Published: 5:59 pm January 5, 2023
Updated: 9:44 am October 8, 2025
St George's Hospital Has Declared A Critical Incident Due To "extreme Pressure"

  St George’s Hospital in Tooting says it is “not always able to provide the level of care it would like” due to bed shortages and staff strains, and apologises. The trust’s spokesperson confirmed that a critical situation has been declared due to the emergency department being overcrowded. “Our emergency departments (EDs) and hospitals are under extreme pressure right now – and we expect them to continue to be very busy over the coming months,” St Georges NHS Trust said in a statement. “We absolutely don’t want our patients to be waiting for long periods of time and our teams are working hard to ensure people coming to ED are seen as quickly as possible. “But right now – like all parts of the NHS – we are not always able to provide the level of care we would like, and we are very sorry this is the case. “There are things we are doing to try to ease pressures – such as deploying trained staff from non-patient facing roles, supporting elderly and frail people in their homes to avoid ED admissions, introducing a “hospital at home” and remote monitoring service, opening additional beds up on wards, and freeing up beds by working to discharge people as soon as they are medically fit.

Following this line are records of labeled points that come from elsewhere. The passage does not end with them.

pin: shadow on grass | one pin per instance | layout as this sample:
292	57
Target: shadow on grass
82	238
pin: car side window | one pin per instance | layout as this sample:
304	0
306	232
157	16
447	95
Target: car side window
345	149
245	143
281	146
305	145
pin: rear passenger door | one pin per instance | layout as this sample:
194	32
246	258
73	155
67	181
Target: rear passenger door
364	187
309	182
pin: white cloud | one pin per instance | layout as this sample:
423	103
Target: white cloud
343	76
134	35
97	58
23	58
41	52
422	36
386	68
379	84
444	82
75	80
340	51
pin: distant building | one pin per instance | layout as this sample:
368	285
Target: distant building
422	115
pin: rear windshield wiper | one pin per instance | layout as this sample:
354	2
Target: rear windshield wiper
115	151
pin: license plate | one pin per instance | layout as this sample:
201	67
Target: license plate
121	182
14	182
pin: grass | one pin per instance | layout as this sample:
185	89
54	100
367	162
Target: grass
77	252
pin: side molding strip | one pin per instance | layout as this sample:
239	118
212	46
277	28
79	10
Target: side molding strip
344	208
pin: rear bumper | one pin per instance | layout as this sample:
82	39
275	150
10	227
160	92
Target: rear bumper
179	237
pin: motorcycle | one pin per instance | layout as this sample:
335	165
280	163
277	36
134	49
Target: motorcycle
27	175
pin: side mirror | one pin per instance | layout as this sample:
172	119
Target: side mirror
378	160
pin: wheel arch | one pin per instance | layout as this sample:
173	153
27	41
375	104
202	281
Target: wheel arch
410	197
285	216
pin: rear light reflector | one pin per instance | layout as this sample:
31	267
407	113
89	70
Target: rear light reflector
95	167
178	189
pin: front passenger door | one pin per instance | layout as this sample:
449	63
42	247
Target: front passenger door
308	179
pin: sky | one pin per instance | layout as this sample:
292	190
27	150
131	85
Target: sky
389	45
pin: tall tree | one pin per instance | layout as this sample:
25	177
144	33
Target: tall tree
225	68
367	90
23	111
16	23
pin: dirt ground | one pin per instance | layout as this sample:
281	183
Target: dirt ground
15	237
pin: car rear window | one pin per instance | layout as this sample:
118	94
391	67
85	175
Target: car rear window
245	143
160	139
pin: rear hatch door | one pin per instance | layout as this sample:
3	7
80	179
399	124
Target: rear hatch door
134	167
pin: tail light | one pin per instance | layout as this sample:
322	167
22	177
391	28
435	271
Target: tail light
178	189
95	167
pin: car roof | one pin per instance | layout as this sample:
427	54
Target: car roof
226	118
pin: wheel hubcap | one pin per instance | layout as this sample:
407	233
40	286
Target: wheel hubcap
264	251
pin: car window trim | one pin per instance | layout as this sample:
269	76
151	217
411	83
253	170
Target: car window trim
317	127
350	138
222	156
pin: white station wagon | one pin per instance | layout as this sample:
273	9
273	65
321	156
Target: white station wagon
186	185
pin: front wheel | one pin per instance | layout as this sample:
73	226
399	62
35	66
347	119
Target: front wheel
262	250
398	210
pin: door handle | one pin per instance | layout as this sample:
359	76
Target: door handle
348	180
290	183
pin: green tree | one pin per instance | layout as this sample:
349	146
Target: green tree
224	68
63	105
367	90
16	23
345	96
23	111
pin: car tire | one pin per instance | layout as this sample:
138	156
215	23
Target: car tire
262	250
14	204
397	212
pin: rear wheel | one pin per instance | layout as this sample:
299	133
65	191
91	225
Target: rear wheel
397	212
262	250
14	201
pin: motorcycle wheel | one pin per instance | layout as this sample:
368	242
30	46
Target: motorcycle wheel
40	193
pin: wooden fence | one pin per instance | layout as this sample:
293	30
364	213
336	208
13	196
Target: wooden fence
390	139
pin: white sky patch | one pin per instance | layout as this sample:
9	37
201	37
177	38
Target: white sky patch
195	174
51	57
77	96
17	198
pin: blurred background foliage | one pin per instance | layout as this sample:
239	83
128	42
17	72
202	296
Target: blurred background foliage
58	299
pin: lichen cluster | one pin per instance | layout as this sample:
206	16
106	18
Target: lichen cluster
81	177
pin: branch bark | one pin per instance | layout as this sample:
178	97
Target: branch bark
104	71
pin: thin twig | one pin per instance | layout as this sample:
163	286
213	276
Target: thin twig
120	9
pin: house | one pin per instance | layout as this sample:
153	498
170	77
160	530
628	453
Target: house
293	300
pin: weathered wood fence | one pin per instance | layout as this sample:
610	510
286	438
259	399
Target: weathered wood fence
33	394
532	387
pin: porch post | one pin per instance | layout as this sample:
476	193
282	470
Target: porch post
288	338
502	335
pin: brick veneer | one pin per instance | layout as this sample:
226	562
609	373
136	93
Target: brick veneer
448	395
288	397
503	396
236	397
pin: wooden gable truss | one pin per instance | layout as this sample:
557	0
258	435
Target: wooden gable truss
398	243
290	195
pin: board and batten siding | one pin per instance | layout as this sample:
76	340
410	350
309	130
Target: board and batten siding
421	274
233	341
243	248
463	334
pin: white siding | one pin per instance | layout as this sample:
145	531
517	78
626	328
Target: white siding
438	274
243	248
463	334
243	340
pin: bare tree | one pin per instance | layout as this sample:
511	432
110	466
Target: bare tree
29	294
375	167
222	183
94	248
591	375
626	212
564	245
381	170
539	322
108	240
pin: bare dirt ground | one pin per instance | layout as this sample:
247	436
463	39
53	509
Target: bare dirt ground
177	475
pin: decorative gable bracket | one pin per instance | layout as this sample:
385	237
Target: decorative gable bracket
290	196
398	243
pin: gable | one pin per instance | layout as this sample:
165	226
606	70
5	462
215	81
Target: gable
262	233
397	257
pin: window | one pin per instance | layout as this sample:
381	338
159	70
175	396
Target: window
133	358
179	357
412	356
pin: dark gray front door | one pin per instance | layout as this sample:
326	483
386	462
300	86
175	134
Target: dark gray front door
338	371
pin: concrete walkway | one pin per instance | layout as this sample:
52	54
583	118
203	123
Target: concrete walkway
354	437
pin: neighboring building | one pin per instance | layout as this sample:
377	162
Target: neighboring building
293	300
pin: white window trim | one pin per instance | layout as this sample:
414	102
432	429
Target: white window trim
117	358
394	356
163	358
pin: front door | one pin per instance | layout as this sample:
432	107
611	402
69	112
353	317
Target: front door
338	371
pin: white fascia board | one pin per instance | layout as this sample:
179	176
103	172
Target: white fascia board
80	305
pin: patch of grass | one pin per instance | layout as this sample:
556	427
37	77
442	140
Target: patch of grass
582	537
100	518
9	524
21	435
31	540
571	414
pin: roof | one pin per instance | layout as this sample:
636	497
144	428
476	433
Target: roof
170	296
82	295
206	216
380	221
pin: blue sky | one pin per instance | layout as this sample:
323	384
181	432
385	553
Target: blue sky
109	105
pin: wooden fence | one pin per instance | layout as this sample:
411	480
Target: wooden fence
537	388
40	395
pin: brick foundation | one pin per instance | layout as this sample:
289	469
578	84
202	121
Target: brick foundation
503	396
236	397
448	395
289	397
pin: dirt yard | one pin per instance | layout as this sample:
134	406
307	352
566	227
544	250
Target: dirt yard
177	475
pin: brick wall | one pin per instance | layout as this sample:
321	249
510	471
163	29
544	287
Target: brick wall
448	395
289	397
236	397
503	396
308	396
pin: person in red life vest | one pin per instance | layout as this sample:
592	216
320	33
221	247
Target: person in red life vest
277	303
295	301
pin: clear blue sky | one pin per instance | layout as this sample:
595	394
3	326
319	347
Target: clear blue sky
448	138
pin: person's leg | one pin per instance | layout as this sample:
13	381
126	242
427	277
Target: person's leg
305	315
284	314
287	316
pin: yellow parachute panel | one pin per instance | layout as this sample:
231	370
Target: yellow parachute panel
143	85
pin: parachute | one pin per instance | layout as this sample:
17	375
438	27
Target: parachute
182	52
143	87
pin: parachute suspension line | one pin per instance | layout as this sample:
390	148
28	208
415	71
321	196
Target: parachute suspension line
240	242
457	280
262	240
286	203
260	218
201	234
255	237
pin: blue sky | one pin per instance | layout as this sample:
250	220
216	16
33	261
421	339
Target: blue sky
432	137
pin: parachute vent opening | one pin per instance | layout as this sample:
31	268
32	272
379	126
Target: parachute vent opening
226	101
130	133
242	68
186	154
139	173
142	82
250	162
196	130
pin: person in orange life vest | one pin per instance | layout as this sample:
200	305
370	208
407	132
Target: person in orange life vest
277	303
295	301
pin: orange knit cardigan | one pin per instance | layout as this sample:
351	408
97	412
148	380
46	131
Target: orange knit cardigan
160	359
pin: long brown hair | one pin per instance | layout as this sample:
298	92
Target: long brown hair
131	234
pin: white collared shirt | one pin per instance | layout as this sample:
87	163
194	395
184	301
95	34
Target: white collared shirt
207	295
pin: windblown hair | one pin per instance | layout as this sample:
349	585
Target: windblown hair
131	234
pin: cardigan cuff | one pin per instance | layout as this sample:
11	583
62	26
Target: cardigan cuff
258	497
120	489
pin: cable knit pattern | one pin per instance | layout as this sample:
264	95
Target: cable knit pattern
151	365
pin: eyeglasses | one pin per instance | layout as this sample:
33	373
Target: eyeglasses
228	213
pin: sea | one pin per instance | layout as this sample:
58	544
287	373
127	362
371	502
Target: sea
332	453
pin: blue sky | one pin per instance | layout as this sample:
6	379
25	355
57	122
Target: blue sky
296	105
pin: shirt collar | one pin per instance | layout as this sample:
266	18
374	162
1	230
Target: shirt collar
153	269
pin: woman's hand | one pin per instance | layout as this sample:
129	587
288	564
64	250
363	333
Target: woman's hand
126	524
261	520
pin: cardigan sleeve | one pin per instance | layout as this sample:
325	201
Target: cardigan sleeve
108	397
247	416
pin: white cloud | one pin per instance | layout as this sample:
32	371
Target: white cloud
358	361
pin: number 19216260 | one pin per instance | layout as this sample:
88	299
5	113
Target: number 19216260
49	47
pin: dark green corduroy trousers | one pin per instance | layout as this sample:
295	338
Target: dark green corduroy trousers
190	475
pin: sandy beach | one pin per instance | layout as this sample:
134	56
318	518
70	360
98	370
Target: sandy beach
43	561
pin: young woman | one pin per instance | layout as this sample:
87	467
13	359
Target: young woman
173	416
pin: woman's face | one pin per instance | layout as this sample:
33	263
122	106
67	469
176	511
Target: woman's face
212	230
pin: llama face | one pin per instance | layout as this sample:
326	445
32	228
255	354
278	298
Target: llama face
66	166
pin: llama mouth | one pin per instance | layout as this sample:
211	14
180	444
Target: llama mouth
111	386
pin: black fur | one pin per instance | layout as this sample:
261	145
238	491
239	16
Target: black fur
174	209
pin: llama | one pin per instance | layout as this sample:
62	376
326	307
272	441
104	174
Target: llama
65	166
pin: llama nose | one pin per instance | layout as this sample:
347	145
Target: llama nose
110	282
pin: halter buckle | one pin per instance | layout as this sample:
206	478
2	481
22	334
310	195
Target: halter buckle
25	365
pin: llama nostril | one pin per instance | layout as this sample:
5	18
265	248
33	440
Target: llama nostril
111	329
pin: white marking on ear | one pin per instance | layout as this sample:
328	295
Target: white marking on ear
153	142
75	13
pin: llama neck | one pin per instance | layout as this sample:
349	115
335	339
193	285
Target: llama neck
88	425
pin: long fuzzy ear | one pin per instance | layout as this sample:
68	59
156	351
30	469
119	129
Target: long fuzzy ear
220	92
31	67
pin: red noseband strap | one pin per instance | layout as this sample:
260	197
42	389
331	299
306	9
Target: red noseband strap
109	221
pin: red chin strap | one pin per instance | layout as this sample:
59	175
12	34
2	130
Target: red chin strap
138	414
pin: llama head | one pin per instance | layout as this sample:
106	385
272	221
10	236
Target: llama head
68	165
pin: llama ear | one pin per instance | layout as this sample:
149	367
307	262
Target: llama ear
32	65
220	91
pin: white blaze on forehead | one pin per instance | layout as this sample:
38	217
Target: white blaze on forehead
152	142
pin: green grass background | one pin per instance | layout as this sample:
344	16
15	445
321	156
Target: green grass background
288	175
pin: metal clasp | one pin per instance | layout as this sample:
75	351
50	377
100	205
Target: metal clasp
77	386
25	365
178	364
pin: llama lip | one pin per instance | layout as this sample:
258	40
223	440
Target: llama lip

We are also prioritising patients who are most in need of clinical care, which means the sickest or most seriously injured patients will be seen first.” What I’m seeing, and what my colleagues are echoing across the country, is that they feel, unfortunately, that this is the worst they have ever seen the NHS for patients and staff,” the Labour MP for Tooting told Sky News yesterday. “We are now at the point where staff believe they are unable to provide safe and dignified care, and we now know that up to 500 people per week will die as a result of a lack of emergency care.” “We have had 12 years of political choices that have resulted in us already having an under-resourced NHS with no slack in the system,” she said. “Now we have a situation where people are having intimate examinations in cupboards, patients are waiting up to 99 hours in an ambulance in an A&E bay, unable to get a bed inside a hospital. We have children sleeping on plastic chairs, patients lying on the floors, and nurses holding up sheets on the floors.